Cribb had never been so close to murder. Constable Bottle had died like this. Perhaps Thackeray. So incensed was he that he acted instinctively, regardless of how an agent of the crown conducted himself. He wrenched the gun from her grasp, flung it down and took her by the shoulders. ‘That was a lunatic thing to do, Miss McGee, a monstrous, callous act. I’ll not demean myself by throwing insults at a woman, but, by God, I know what you are now, and what you deserve. Get below, before I thrash you.’

CHAPTER 8

‘Nobody ever spoke to me like that except my father,’ said Rossanna as she heaped devilled kidneys on to Cribb’s plate. It was 6 a.m., and he was seated at a bare wooden table in the kitchen of the dynamiters’ house. Much against his expectation, they had passed through Gravesend Reach and got back without further incident. Devlin, with the strain of the night’s doings written on his face, had gone straight to bed. Rossanna had confounded Cribb by meekly offering to cook him breakfast before they retired.

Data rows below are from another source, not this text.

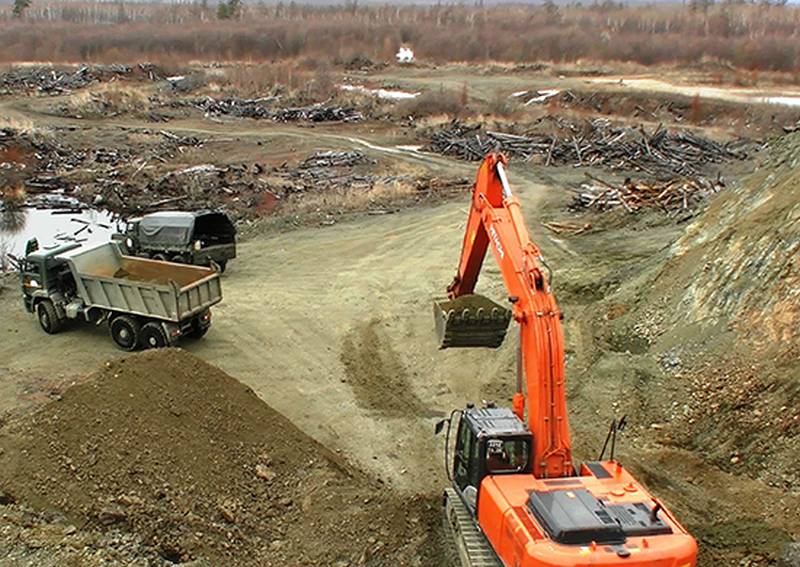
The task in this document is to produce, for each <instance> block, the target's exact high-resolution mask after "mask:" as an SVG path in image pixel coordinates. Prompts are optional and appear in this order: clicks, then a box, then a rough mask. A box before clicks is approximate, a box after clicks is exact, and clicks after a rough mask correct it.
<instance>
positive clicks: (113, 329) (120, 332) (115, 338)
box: [108, 315, 142, 351]
mask: <svg viewBox="0 0 800 567" xmlns="http://www.w3.org/2000/svg"><path fill="white" fill-rule="evenodd" d="M108 327H109V331H110V332H111V338H112V339H114V342H115V343H117V346H118V347H119V348H121V349H122V350H127V351H132V350H136V349H137V348H139V337H140V331H141V327H142V326H141V325H140V324H139V321H137V320H136V319H134V318H133V317H129V316H127V315H119V316H117V317H114V319H112V320H111V323H110V324H109V326H108Z"/></svg>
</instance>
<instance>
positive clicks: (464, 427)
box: [453, 404, 533, 516]
mask: <svg viewBox="0 0 800 567" xmlns="http://www.w3.org/2000/svg"><path fill="white" fill-rule="evenodd" d="M532 446H533V437H532V435H531V433H530V431H528V430H527V428H526V427H525V424H524V423H523V422H522V421H520V419H519V418H518V417H517V416H516V415H514V413H513V412H512V411H511V410H510V409H508V408H497V407H494V405H493V404H488V405H487V407H485V408H476V407H474V406H472V405H469V406H467V408H466V409H465V410H464V411H462V412H461V419H460V420H459V423H458V431H457V433H456V447H455V453H454V456H453V484H454V485H455V488H456V489H457V490H458V492H459V493H460V495H461V497H462V499H463V501H464V503H465V504H466V505H467V507H468V508H469V510H470V513H471V514H472V515H473V516H474V515H475V511H476V510H477V506H478V492H479V489H480V485H481V482H482V481H483V479H484V477H486V476H489V475H492V476H493V475H505V474H526V473H527V474H530V472H531V453H532Z"/></svg>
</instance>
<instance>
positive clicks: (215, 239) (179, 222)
mask: <svg viewBox="0 0 800 567" xmlns="http://www.w3.org/2000/svg"><path fill="white" fill-rule="evenodd" d="M113 238H114V240H115V241H118V242H120V243H121V244H122V246H123V249H124V251H125V253H126V254H132V255H134V256H141V257H143V258H152V259H154V260H167V261H170V262H177V263H179V264H195V265H198V266H211V264H212V262H214V263H216V264H217V265H218V266H219V268H220V271H221V272H224V271H225V268H226V267H227V265H228V261H229V260H232V259H233V258H235V257H236V227H235V226H234V225H233V223H232V222H231V220H230V219H229V218H228V216H227V215H225V214H224V213H219V212H214V211H197V212H186V211H170V212H159V213H151V214H149V215H145V216H143V217H139V218H135V219H131V220H130V221H128V222H127V223H126V224H125V230H124V232H122V233H121V234H116V235H114V237H113Z"/></svg>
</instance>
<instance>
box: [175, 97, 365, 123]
mask: <svg viewBox="0 0 800 567" xmlns="http://www.w3.org/2000/svg"><path fill="white" fill-rule="evenodd" d="M279 100H280V97H277V96H269V97H263V98H256V99H242V98H236V97H228V98H212V97H209V96H207V97H203V98H199V99H194V100H191V101H188V102H182V101H178V102H176V103H174V105H175V106H185V105H189V106H193V107H195V108H197V109H199V110H201V111H202V112H203V113H204V114H205V115H206V116H208V117H220V116H232V117H235V118H255V119H261V120H272V121H275V122H355V121H359V120H363V119H364V115H363V114H362V113H361V112H359V111H358V110H356V109H355V108H354V107H350V106H336V105H328V104H326V103H317V104H312V105H309V106H297V107H283V108H282V107H277V106H276V103H277V102H278V101H279Z"/></svg>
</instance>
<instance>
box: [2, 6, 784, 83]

The first shock of Malone’s sudden dispatch had passed. It had been the fact of murder more than any sentiment about the hammer-thrower’s going that had prompted Cribb to react so impulsively. Malone had not been one of the most endearing representatives of his race, and it had been more fatiguing than distressing consigning him to the Thames. There had been time after that, as the launch steamed homeward, to consider how a secret agent might recover from such a lapse.

‘You were absolutely right, of course,’ Rossanna continued. ‘I should never have fired the shot. I didn’t give a thought for the dynamite on board. Ridiculous! I might have killed us all.’

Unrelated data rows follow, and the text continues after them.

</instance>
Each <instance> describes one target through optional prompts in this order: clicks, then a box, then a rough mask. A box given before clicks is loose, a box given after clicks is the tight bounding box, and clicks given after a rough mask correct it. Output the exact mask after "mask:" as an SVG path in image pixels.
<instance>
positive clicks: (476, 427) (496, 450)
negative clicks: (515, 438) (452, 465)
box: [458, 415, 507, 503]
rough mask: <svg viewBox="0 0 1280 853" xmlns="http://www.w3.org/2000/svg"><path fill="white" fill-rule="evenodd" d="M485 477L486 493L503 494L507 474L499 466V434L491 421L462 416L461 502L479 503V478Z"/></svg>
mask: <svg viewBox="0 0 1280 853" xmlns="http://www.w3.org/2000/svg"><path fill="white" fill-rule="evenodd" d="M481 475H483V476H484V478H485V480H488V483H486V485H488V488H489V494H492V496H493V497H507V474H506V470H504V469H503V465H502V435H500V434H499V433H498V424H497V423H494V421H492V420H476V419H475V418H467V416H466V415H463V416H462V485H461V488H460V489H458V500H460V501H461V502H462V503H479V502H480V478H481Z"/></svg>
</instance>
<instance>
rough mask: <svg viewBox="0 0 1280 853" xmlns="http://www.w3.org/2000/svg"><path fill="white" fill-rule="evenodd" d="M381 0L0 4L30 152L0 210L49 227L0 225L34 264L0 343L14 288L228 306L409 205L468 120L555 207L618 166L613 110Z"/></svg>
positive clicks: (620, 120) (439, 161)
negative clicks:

‘You understood my reason for speaking to you so strongly, then?’ said Cribb, with resource.

‘Graphically, Mr Sargent. I am at a loss to understand how you exercised such restraint. I deserved nothing less than the chastisement you were ready to inflict on me.’

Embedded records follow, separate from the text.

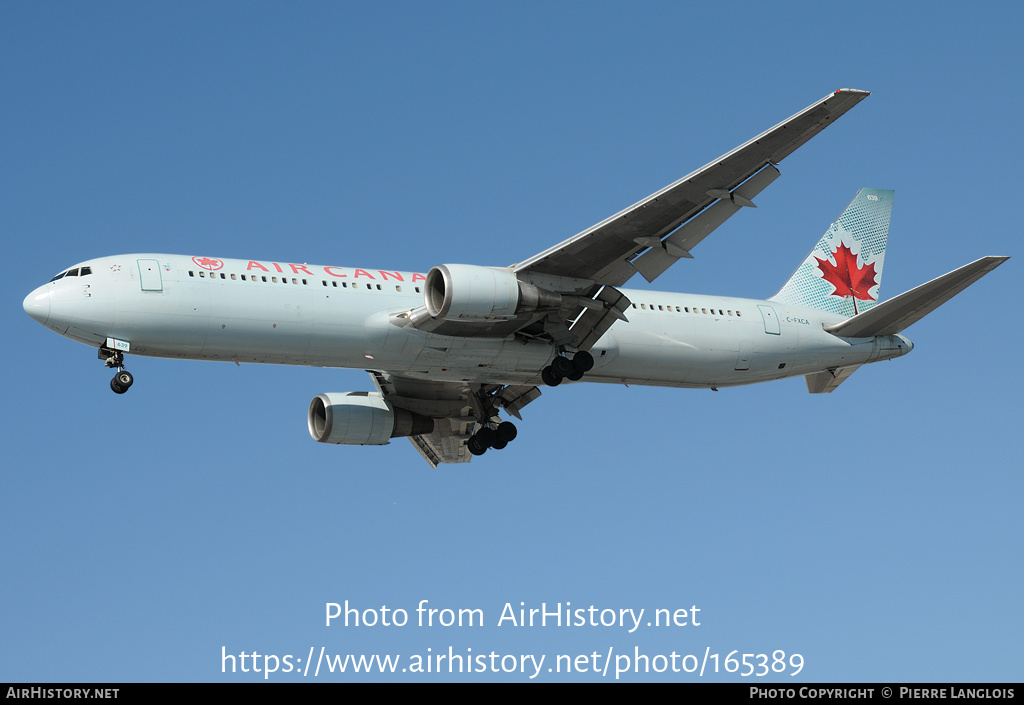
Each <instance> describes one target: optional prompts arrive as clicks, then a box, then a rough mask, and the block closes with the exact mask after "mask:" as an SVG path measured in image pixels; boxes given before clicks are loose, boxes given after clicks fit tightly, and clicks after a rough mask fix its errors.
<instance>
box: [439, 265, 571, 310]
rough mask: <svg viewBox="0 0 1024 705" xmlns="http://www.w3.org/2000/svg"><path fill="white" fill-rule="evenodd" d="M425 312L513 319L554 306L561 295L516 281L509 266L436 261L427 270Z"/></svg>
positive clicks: (548, 308)
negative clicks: (520, 314)
mask: <svg viewBox="0 0 1024 705" xmlns="http://www.w3.org/2000/svg"><path fill="white" fill-rule="evenodd" d="M423 296H424V303H426V306H427V313H429V314H430V316H432V317H433V318H438V319H442V320H444V321H494V320H496V319H497V320H501V319H514V318H515V317H516V316H518V315H520V314H529V313H532V312H536V310H555V309H557V308H558V307H559V306H561V300H562V299H561V296H560V295H559V294H556V293H552V292H550V291H546V290H544V289H540V288H538V287H536V286H534V285H532V284H527V283H526V282H520V281H519V280H518V279H517V278H516V276H515V274H513V273H512V272H510V271H509V269H503V268H499V267H489V266H475V265H473V264H439V265H437V266H435V267H433V268H432V269H430V272H428V273H427V281H426V285H425V287H424V294H423Z"/></svg>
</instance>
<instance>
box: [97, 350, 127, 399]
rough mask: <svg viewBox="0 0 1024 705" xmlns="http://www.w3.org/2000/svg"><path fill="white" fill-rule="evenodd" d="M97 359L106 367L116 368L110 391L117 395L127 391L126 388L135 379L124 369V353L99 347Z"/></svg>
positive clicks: (112, 380)
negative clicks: (112, 390)
mask: <svg viewBox="0 0 1024 705" xmlns="http://www.w3.org/2000/svg"><path fill="white" fill-rule="evenodd" d="M98 357H99V359H100V360H102V361H103V364H104V365H106V367H116V368H118V373H117V374H116V375H114V379H112V380H111V389H113V390H114V392H115V393H118V395H123V393H124V392H126V391H128V387H130V386H131V385H132V382H134V381H135V379H134V378H133V377H132V376H131V372H129V371H128V370H126V369H125V356H124V353H122V351H121V350H112V349H111V348H110V347H108V346H106V345H100V347H99V356H98Z"/></svg>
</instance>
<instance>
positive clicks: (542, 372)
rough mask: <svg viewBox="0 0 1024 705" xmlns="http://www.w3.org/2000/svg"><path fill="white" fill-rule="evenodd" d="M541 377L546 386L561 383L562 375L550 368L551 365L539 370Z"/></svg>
mask: <svg viewBox="0 0 1024 705" xmlns="http://www.w3.org/2000/svg"><path fill="white" fill-rule="evenodd" d="M541 379H543V380H544V383H545V384H547V385H548V386H558V385H559V384H561V383H562V376H561V375H560V374H558V373H557V372H555V371H554V370H552V369H551V365H548V366H547V367H546V368H544V369H543V370H541Z"/></svg>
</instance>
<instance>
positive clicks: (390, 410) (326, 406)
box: [308, 391, 434, 446]
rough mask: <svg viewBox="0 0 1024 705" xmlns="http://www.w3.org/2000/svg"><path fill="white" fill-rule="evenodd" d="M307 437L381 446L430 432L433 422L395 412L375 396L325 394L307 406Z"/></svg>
mask: <svg viewBox="0 0 1024 705" xmlns="http://www.w3.org/2000/svg"><path fill="white" fill-rule="evenodd" d="M308 421H309V434H310V436H311V437H313V441H318V442H321V443H338V444H344V445H349V446H383V445H386V444H387V443H388V439H393V438H398V437H402V436H419V434H420V433H430V432H432V431H433V429H434V420H433V419H432V418H428V417H426V416H421V415H419V414H414V413H413V412H411V411H407V410H406V409H397V408H395V407H394V406H392V405H391V403H390V402H388V401H387V400H385V399H384V398H383V397H381V396H380V395H378V393H375V392H373V393H372V392H369V391H347V392H343V393H338V392H328V393H324V395H319V396H317V397H314V398H313V401H312V402H311V403H310V404H309V418H308Z"/></svg>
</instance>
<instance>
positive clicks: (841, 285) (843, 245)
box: [814, 243, 878, 301]
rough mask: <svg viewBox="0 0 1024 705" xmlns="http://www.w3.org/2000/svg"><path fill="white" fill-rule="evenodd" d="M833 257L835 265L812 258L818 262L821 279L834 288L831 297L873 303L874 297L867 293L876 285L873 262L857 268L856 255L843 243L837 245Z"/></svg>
mask: <svg viewBox="0 0 1024 705" xmlns="http://www.w3.org/2000/svg"><path fill="white" fill-rule="evenodd" d="M833 256H834V257H836V263H835V264H833V263H831V262H830V261H828V260H827V259H821V258H820V257H817V256H815V257H814V258H815V259H817V260H818V268H819V269H821V278H822V279H823V280H825V281H826V282H828V283H829V284H831V285H833V286H834V287H836V291H834V292H833V296H842V297H843V298H849V297H851V296H852V297H853V298H859V299H860V300H862V301H873V300H874V297H873V296H871V295H870V294H869V293H867V291H868V290H869V289H870V288H871V287H872V286H877V285H878V282H877V281H876V279H874V278H876V272H874V262H871V263H870V264H865V265H864V266H857V255H855V254H854V253H853V251H852V250H851V249H850V248H849V247H847V246H846V245H844V244H843V243H840V244H839V246H838V247H837V248H836V251H835V252H833Z"/></svg>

An exceptional development. Far from the hostile reaction he had expected, she seemed to have warmed towards him.

‘Aren’t you going to have some kidneys, Miss McGee?’

‘I wasn’t intending to-but if I might be so bold as to take one from your plate, it would give an opportunity of talking to you a little longer.’

‘Please help yourself.’

She gave a tentative smile, and forked a kidney from his plate. Then she sat opposite him, turning the fork speculatively in front of her face. ‘You were magnificent tonight, Mr Sargent. I shall be reporting favourably to my father.’

‘I’m glad to hear it,’ said Cribb.

‘Do you know what most impressed me? It was when you remained completely calm when the crate fell. Nine men out of ten in your position would have followed Malone into the river. Panic is extremely contagious.’

‘You’re right,’ said Cribb. ‘We were in more danger from ourselves at that moment than we were from the crate. Dynamite can’t be exploded by ordinary concussion, and that’s been proved. There were tests carried out some years ago in Wales-Glynrhonwy Quarry, Llanberis. Half-hundredweight crates were dropped repeatedly 130 feet on to broken shingle and none of them exploded. Then they dropped a box filled with two hundredweight of slate rubbish on to a crate of dynamite. Same result. It requires a sharp, smart blow on a thin coating of the stuff between two pieces of iron to set it off. The nitro-glycerine which it contains has no means of escape from the effect of the blow.’ His tutors at Woolwich would have been proud. Rossanna looked slightly bemused.